AK: Decode paired UTF-16 surrogates in a JSON string

For example, such use is seen on Twitter.
Author: https://github.com/trflynn89 Commit: https://github.com/LadybirdBrowser/ladybird/commit/698a95d2de Pull-request: https://github.com/LadybirdBrowser/ladybird/pull/369
2024-11-25 00:50:22 +00:00 · 2024-07-02 13:20:10 -04:00 · 2024-07-02 13:20:10 -04:00 · 698a95d2de · 2024-07-17 08:34:29 +09:00
commit 698a95d2de
parent c39a3fef17
2 changed files with 33 additions and 13 deletions
--- a/AK/JsonParser.cpp
+++ b/AK/JsonParser.cpp
@ -105,20 +105,18 @@ ErrorOr<ByteString> JsonParser::consume_and_unescape_string()
        case 'u': {
            ignore(); // 'u'

-            if (tell_remaining() < 4)
-                return Error::from_string_literal("JsonParser: EOF while parsing Unicode escape");
-            auto escaped_string = consume(4);
-            auto code_point = AK::StringUtils::convert_to_uint_from_hex(escaped_string);
-            if (!code_point.has_value()) {
-                dbgln("JsonParser: Error while parsing Unicode escape {}", escaped_string);
+            // https://ecma-international.org/wp-content/uploads/ECMA-404_2nd_edition_december_2017.pdf
+            //
+            // To escape a code point that is not in the Basic Multilingual Plane, the character may be represented as a
+            // twelve-character sequence, encoding the UTF-16 surrogate pair corresponding to the code point. So for
+            // example, a string containing only the G clef character (U+1D11E) may be represented as "\uD834\uDD1E".
+            // However, whether a processor of JSON texts interprets such a surrogate pair as a single code point or as an
+            // explicit surrogate pair is a semantic decision that is determined by the specific processor.
+            auto code_point = decode_single_or_paired_surrogate();
+
+            if (code_point.is_error())
                return Error::from_string_literal("JsonParser: Error while parsing Unicode escape");
-            }
-            // Note/FIXME: "To escape a code point that is not in the Basic Multilingual Plane, the character may be represented as a
-            //              twelve-character sequence, encoding the UTF-16 surrogate pair corresponding to the code point.

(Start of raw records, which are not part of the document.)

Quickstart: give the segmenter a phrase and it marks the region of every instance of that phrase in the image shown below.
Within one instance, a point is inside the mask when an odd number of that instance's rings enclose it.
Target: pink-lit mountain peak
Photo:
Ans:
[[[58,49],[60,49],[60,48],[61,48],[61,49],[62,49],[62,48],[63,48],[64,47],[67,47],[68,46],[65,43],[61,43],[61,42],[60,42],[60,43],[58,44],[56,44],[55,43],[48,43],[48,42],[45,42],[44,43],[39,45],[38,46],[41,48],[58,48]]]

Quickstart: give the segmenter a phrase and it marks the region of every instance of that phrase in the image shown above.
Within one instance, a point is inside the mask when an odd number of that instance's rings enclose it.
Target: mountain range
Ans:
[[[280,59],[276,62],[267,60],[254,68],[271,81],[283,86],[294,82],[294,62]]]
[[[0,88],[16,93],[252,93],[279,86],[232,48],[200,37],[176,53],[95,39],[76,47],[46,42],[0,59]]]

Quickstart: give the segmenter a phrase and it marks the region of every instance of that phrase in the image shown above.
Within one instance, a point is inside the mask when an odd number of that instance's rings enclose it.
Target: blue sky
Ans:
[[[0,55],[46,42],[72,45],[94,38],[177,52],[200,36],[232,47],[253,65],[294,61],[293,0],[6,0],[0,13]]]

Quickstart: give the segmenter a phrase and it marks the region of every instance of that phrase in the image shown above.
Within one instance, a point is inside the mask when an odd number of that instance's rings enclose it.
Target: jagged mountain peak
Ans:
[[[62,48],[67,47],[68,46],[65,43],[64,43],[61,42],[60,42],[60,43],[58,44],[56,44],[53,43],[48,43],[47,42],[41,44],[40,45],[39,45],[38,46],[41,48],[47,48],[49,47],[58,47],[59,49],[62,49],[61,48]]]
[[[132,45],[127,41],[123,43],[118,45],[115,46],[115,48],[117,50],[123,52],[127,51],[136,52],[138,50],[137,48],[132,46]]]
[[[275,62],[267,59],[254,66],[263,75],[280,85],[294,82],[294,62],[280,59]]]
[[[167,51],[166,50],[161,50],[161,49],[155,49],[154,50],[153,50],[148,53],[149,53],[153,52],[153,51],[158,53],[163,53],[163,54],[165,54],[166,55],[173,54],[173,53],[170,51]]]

So for
-            //              example, a string containing only the G clef character (U+1D11E) may be represented as "\uD834\uDD1E".
-            //              However, whether a processor of JSON texts interprets such a surrogate pair as a single code point or as an
-            //              explicit surrogate pair is a semantic decision that is determined by the specific processor."
-            //             ~ECMA-404, 2nd Edition Dec. 2017, page 5
+
            final_sb.append_code_point(code_point.value());
            break;
        }
--- a/Tests/AK/TestJSON.cpp
+++ b/Tests/AK/TestJSON.cpp
@ -79,6 +79,28 @@ TEST_CASE(json_utf8_character)
    EXPECT_EQ(json.as_string() == "A", true);
 }

+TEST_CASE(json_encoded_surrogates)
+{
+    {
+        auto json = JsonValue::from_string("\"\\uD83E\\uDD13\""sv).value();
+        EXPECT_EQ(json.type(), JsonValue::Type::String);
+        EXPECT_EQ(json.as_string().length(), 4u);
+        EXPECT_EQ(json.as_string(), "🤓"sv);
+    }
+    {
+        auto json = JsonValue::from_string("\"\\uD83E\""sv).value();
+        EXPECT_EQ(json.type(), JsonValue::Type::String);
+        EXPECT_EQ(json.as_string().length(), 3u);
+        EXPECT_EQ(json.as_string(), "\xED\xA0\xBE"sv);
+    }
+    {
+        auto json = JsonValue::from_string("\"\\uDD13\""sv).value();
+        EXPECT_EQ(json.type(), JsonValue::Type::String);
+        EXPECT_EQ(json.as_string().length(), 3u);
+        EXPECT_EQ(json.as_string(), "\xED\xB4\x93"sv);
+    }
+}
+
 /*
 FIXME: Parse JSON from a Utf8View